Entretiens sur l’éloquence et la littérature de Joseph-Sabin Raymond : édition critique. Presses de l'Université Laval and
C’est en véritables pionniers que les éditeurs d’un manuscrit inédit de Joseph-Sabin Raymond (1810-1877) nous convient à une plongée dans l’univers du romantisme canadien et des transferts culturels entre le Canada et la France catholique, contre- révolutionnaire et ultramontaine. On doit à Marc André Bernier et à Marie Lise Laquerre d’avoir exhumé un important texte du dix-neuvième siècle québécois qui, même s’il a dormi d’un sommeil sans rêves des années durant, n’en demeure pas moins le précieux témoin d’une multitude de mutations esthétiques et politiques qui surviennent dans les premières décennies du dix-neuvième siècle.
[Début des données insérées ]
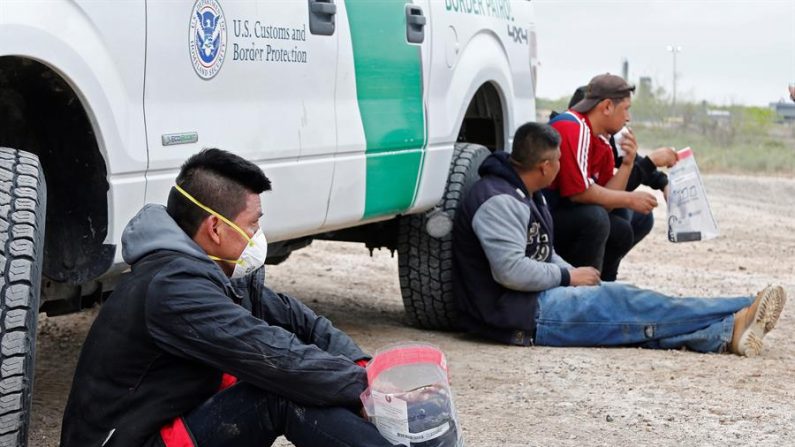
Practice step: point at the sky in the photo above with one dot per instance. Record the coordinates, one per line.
(732, 52)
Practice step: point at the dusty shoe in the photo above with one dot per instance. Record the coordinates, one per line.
(755, 321)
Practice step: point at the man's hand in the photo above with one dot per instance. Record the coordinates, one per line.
(629, 145)
(584, 276)
(664, 157)
(641, 202)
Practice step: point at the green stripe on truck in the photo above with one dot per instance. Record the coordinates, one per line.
(389, 92)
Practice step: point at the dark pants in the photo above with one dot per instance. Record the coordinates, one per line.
(244, 415)
(588, 235)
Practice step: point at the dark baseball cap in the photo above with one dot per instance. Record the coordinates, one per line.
(601, 87)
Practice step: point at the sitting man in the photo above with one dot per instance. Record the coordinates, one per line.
(586, 190)
(511, 286)
(632, 225)
(161, 362)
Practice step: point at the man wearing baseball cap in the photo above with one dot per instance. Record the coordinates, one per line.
(587, 189)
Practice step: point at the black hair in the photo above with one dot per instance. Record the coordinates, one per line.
(578, 96)
(531, 142)
(218, 179)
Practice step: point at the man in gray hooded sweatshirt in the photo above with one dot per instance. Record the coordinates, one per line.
(192, 349)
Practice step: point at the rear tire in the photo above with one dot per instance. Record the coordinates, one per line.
(23, 204)
(426, 262)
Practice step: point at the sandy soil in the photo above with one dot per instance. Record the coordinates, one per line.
(510, 396)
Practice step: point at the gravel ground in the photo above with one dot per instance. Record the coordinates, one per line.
(511, 396)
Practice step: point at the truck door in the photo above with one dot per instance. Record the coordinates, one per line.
(249, 77)
(381, 121)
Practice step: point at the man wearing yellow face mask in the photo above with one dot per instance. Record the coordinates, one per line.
(192, 349)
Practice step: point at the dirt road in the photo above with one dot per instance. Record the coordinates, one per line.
(510, 396)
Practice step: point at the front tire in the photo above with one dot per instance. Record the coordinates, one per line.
(23, 204)
(426, 262)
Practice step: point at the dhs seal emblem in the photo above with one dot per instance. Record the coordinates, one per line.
(207, 41)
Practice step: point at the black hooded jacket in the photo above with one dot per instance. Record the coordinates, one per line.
(176, 323)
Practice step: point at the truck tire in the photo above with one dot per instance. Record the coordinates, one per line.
(23, 203)
(425, 262)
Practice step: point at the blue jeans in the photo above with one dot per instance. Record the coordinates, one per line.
(615, 314)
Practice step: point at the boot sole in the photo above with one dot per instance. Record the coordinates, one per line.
(770, 305)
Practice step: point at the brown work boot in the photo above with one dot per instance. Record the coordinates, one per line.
(755, 321)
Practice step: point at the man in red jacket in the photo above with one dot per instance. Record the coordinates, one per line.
(587, 189)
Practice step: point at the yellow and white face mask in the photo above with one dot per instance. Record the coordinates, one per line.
(254, 253)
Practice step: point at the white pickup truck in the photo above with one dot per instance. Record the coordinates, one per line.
(370, 118)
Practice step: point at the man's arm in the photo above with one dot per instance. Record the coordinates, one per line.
(639, 201)
(287, 312)
(501, 227)
(189, 316)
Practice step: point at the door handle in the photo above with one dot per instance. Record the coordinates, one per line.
(415, 24)
(323, 8)
(321, 17)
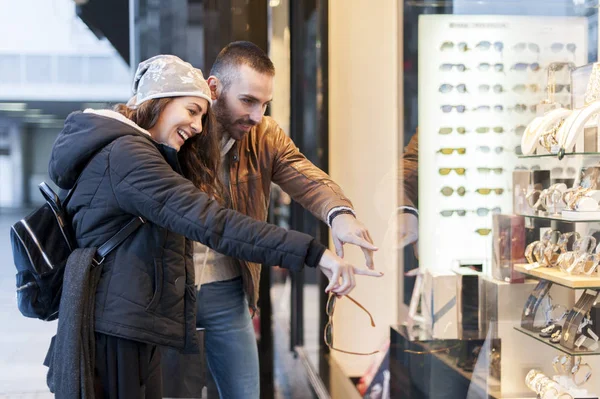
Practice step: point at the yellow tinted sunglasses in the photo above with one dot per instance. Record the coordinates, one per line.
(448, 151)
(486, 191)
(458, 171)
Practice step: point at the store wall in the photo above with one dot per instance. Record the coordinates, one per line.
(363, 141)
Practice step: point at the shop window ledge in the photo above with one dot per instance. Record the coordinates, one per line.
(559, 218)
(558, 347)
(569, 154)
(559, 277)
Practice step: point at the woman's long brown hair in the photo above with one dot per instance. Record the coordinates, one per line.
(200, 156)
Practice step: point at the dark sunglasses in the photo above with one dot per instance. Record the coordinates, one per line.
(328, 333)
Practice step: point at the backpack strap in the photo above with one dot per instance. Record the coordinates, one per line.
(118, 238)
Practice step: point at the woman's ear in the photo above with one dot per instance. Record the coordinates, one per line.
(214, 85)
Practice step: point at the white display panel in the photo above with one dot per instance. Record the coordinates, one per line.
(509, 49)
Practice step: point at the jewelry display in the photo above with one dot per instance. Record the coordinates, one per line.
(532, 304)
(543, 126)
(575, 318)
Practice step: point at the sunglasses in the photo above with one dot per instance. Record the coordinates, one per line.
(328, 333)
(522, 88)
(448, 191)
(556, 47)
(461, 46)
(488, 170)
(485, 129)
(446, 171)
(487, 108)
(521, 108)
(522, 66)
(485, 66)
(486, 191)
(486, 149)
(448, 130)
(450, 212)
(561, 87)
(485, 211)
(519, 47)
(519, 129)
(447, 88)
(448, 151)
(486, 45)
(559, 170)
(449, 67)
(485, 88)
(449, 108)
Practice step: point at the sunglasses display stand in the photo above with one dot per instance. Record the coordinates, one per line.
(479, 82)
(475, 76)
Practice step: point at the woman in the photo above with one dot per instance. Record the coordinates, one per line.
(157, 158)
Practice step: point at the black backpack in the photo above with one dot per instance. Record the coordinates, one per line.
(41, 244)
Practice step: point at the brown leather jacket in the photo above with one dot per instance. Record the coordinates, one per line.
(267, 155)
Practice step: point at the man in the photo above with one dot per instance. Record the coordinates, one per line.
(255, 152)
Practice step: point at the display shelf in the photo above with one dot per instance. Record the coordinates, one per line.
(559, 277)
(567, 155)
(559, 218)
(423, 343)
(558, 347)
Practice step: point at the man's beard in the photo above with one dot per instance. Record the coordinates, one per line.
(225, 121)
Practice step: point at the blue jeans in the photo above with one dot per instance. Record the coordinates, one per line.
(230, 342)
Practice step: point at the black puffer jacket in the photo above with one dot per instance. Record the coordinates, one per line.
(146, 291)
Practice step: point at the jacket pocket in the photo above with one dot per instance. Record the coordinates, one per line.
(158, 284)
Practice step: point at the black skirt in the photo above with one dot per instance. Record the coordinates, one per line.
(127, 369)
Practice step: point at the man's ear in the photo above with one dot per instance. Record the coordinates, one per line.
(214, 85)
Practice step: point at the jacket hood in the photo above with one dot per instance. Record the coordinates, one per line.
(84, 134)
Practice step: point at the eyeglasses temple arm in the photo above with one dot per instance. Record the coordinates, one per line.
(363, 308)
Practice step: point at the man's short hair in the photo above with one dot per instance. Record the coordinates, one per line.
(240, 53)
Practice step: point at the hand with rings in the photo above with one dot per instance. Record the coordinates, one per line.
(581, 372)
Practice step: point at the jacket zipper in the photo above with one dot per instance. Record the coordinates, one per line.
(234, 206)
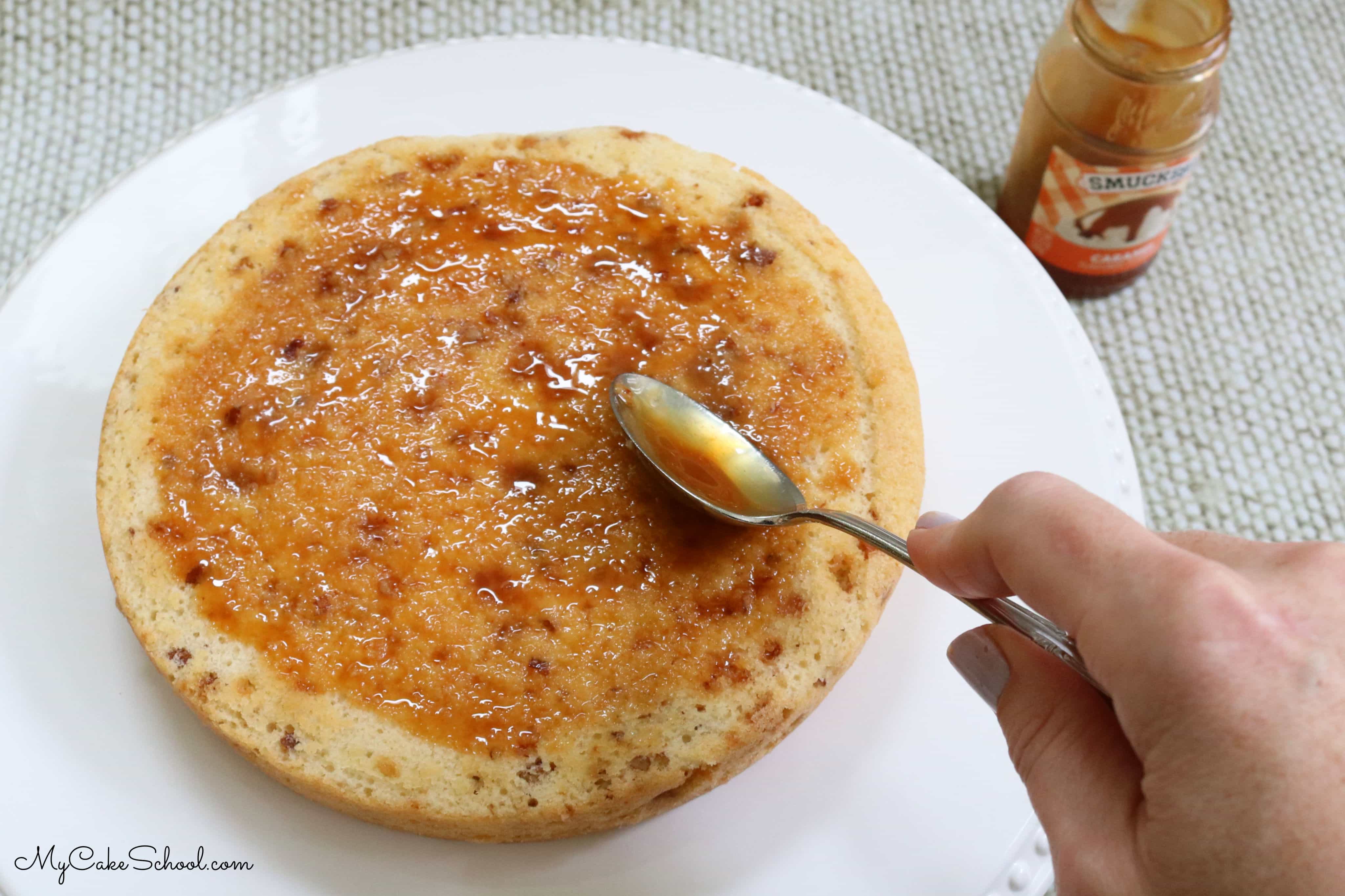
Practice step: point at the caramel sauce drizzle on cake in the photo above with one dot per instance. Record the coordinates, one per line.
(392, 468)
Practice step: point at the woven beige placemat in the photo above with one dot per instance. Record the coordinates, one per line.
(1228, 358)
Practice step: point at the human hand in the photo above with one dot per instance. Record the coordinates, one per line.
(1221, 766)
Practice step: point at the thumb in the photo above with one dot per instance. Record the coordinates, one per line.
(1067, 746)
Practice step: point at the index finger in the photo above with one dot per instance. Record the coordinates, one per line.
(1071, 555)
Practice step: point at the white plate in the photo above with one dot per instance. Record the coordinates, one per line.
(899, 784)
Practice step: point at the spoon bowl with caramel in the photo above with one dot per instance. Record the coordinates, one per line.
(716, 468)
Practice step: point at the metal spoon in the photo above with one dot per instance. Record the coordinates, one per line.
(713, 467)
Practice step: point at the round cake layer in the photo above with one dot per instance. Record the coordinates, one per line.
(366, 505)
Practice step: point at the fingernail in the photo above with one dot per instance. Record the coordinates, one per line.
(935, 519)
(980, 661)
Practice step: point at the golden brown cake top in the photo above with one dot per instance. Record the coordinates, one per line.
(392, 468)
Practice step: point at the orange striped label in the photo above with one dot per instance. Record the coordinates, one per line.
(1105, 220)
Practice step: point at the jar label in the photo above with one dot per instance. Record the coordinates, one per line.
(1103, 220)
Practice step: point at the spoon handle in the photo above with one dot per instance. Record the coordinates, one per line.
(1042, 630)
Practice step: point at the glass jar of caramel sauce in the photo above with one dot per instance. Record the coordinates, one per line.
(1122, 101)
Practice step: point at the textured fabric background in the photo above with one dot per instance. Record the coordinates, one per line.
(1228, 358)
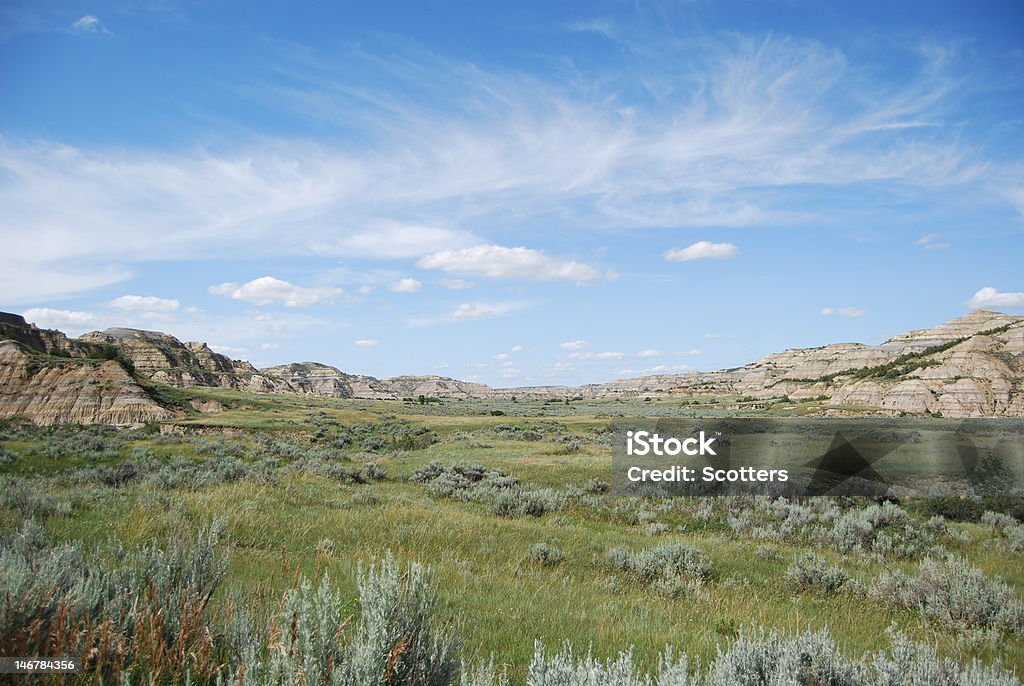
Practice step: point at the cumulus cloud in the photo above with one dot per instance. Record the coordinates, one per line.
(702, 250)
(407, 285)
(268, 291)
(501, 262)
(989, 297)
(456, 284)
(139, 303)
(843, 311)
(89, 24)
(748, 128)
(596, 355)
(482, 310)
(931, 242)
(55, 318)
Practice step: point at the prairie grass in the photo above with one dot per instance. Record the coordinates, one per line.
(294, 515)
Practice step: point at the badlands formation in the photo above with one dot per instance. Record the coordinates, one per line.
(970, 367)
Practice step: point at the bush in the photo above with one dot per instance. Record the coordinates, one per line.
(669, 567)
(812, 572)
(500, 492)
(396, 640)
(545, 555)
(144, 615)
(953, 593)
(884, 529)
(770, 659)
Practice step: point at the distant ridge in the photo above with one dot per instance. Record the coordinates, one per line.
(970, 367)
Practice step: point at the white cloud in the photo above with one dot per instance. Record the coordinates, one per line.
(139, 303)
(745, 128)
(501, 262)
(657, 369)
(482, 310)
(90, 25)
(596, 355)
(456, 284)
(44, 317)
(843, 311)
(407, 285)
(931, 242)
(389, 240)
(702, 250)
(989, 297)
(267, 291)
Écrit entre 1832 et 1834, les Entretiens sur l’éloquence et la littérature de Joseph-Sabin Raymond proposent une synthèse du romantisme catholique principalement inspiré du Génie du christianisme (1802) de Chateaubriand; un romantisme qui s’est élaboré en réaction contre la littérature du dix-septième siècle (entendre le classicisme), jugée encline à brimer l’inspiration, mais surtout contre le dix-huitième siècle, dont la littérature « philosophique » aurait mené tout droit à la Révolution française; thèse contre-révolutionnaire s’il en est une. C’est toute cette époque que ce maître de rhétorique au collège de Saint-Hyacinthe évoque dans ses Entretiens, alors qu’il s’inspire autant des Dialogues sur l’éloquence de Fénelon (1718) que des Soirées de Saint Pétersbourg de Joseph de Maistre (1821). Le lecteur sourira peut-être en songeant que le manuscrit d’un obscur maître de rhétorique puisse avoir aujourd’hui le moindre intérêt. De son vivant, Joseph-Sabin Raymond était pourtant loin d’être un inconnu. Figure importante du monde littéraire québécois au dix-neuvième siècle, il a entretenu plusieurs correspondances avec divers intellectuels tant de France que du Canada et fut au centre de ce long processus ayant visé à bannir de l’enseignement des lettres un large pan de la littérature française d’Ancien Régime, de la même façon qu’il a contribué à faire du Moyen Âge un modèle esthétique et religieux dont le catholicisme canadien-français devait s’inspirer et, de fait, s’inspirera.
Ce texte, que l’on nous donne aujourd’hui à voir dans une édition critique à la fois concise et bien informée, représente bien plus qu’une succession de réflexions élégantes sur l’art de bien dire. Il se veut également le témoin des phénomènes de transferts culturels entre l’Europe et le Canada, puisque les Entretiens sur l’éloquence et la littérature constituent une véritable marqueterie de citations souvent tirées de périodiques français et belges, que les éditeurs ont patiemment relevées et identifiées. La préface éclairante, la transcription minutieuse d’un manuscrit réputé difficile à déchiffrer, l’annotation savante et les belles annexes contenant des lettres de Raymond à La Mennais et à Chateaubriand font de cette édition critique parue dans la collection « L’Archive littéraire au Québec » un modèle à suivre pour quiconque entreprendra de marcher sur les traces des éditeurs de ce texte.